En estos tiempos de continuas posverdades, el debate entre realidad y leyenda como sustento de un relato histórico ha recuperado su vigencia. Y, como en todo, nadie se pone de acuerdo al respecto. Hay quien piensa que la verdad debe prevalecer siempre, por muchos esquemas previos que trastoque, mientras que muchos no comparten esta opinión. Por ejemplo, en El hombre que mató a Liberty Balance (1962), John Ford deja claro que considera mucho más relevante la construcción mítica de un hecho y las consecuencias populares de esa creencia que los fríos y objetivos datos. "Si tengo que elegir entre publicar la verdad o publicar la leyenda „aseguraba en el filme el editor Carleton Young ante un atónito James Stewar„, elijo la leyenda". Y de eso mismo trata esta historia: de una realidad, de un mito y de sus consecuencias.

Este relato arranca a principios de los 90. En esos años, el hip hop estaba ya consolidado como la voz de los barrios negros de EEUU. De Grandmaster Flash a NWA, pasando por Public Enemy, Run DMC, Boogie Down Productions e Ice-T, centenares de jóvenes afroamericanos expresaban a base de rimas las frustraciones e injusticias de su vida cotidiana. Era una música creada por una minoría discriminada que en 1990 había logrado, por fin, su primer número uno en las listas. El problema fue que ese gran éxito era obra de un blanco surgido de la nada y apoyado por una gran compañía. ¿Les suena el término apropiación cultural? Pues aquí tienen un ejemplo.

Por supuesto, esto no era nada nuevo. Que le pregunten a Chuck Berry y Little Richard la cara que se les quedó cuando, tras inventar el rock and roll, vieron como los millones se los llevaba un blanco con tupé que los imitaba. En los 90 fue otro blanco con tupé, apodado Vanilla Ice, quien recogió los dólares de lo que sembraron los colosos del rap antes enumerados. Y eso no estuvo nada bien.

El exitosísimo single en cuestión se titulaba Ice Ice Baby (1990) y no hay nadie en el planeta que no lo haya bailado alguna vez. Sobre un sampler del Under Pressure de Queen, el bueno de Vanilla soltaba ripios, daba brincos con sus pantalones bombachos y sumaba ceros a su cuenta corriente. En eso andaba nuestro protagonista cuando comienza esta historia. O este mito.

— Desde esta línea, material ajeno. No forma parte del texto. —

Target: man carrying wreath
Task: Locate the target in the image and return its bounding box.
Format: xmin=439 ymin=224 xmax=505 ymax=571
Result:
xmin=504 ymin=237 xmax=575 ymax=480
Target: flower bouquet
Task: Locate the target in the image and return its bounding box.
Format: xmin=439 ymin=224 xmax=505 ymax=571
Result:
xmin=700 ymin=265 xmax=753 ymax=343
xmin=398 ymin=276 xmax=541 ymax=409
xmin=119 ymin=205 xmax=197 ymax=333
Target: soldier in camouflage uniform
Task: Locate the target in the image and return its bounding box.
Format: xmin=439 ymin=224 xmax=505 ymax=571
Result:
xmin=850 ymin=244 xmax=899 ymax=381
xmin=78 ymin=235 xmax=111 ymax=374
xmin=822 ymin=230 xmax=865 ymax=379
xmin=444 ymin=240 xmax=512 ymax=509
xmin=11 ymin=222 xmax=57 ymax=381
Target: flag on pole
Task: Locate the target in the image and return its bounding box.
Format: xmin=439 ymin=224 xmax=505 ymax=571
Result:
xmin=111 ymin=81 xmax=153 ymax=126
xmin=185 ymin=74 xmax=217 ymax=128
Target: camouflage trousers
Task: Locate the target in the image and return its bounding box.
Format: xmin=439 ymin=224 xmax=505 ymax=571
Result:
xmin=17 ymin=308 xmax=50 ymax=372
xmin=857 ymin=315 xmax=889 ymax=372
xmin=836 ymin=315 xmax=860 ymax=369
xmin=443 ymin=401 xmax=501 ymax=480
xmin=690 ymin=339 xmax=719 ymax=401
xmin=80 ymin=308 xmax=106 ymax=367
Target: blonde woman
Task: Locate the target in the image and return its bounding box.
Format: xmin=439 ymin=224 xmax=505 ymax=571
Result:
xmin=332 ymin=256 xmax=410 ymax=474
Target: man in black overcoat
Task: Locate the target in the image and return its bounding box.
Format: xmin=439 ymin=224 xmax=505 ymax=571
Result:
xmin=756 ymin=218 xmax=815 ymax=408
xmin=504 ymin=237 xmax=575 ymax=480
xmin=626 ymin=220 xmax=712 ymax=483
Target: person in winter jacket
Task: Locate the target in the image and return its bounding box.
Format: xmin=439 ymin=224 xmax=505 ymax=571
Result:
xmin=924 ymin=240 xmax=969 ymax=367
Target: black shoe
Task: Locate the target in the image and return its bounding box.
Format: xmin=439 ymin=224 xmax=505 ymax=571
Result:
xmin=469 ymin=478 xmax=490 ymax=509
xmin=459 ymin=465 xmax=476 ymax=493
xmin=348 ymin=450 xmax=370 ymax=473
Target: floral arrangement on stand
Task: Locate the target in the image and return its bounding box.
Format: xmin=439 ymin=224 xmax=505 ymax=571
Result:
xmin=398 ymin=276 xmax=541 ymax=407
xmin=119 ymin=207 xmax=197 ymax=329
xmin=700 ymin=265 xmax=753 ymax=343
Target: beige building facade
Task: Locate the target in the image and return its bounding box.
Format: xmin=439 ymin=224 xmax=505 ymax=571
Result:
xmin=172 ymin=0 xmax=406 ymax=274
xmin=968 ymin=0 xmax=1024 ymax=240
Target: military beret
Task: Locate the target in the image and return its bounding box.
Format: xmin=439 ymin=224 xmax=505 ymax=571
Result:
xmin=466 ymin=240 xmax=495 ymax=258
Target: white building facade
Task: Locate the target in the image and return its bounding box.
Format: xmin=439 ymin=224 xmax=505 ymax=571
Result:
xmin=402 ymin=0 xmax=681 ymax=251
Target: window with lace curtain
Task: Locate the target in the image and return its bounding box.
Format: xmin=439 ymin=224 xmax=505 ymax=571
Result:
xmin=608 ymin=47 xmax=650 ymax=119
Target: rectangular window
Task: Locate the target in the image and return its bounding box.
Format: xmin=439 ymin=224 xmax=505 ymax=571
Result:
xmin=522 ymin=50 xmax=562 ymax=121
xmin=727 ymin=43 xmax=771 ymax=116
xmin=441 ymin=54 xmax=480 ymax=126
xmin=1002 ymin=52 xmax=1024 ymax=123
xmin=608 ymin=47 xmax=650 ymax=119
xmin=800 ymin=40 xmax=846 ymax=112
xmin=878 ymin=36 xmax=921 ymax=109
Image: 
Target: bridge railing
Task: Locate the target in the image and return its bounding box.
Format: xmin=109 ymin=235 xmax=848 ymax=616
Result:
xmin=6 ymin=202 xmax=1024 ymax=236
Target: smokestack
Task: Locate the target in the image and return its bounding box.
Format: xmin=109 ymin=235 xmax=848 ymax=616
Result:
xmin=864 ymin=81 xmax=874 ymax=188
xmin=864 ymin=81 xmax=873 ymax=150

Los hechos contrastados que vertebran el episodio son que, en 1991, Ice volvió una noche a su habitación del Bel Age Hotel de Bel Air y que allí le esperaban Suge Knight y su séquito de tipos grandes como castillos, negros como el carbón y con sospechosos bultos en sus chaquetas. Para el que no lo sepa, Knight era el productor más peligroso de la soleada California, un tipo tan malo que dejaba a Phil Spector al nivel de una monjita de Atocha. Más que un empresario musical, Suge era un gangster del barrio de Compton que había visto en el rap una oportunidad de negocio que no iba a desaprovechar. Y esta visita a Vanilla era un peldaño más en su escalada hacia el éxito.

La excusa de esa improvisada reunión era reclamar al lechoso rapper parte de los beneficios de su hit, por la supuesta participación en su composición de un socio de Knight. En este punto concreto, en plena discusión, es donde entra en funcionamiento la épica. Las fuentes apócrifas señalan que Suge y dos de sus matones arrastraron a Vanilla al balcón de su suite y lo descolgaron al vacío sujetándolo por los pies, mientras le sugerían amablemente que accediese a sus peticiones monetarias. Ambos implicados niegan que sucediese exactamente así.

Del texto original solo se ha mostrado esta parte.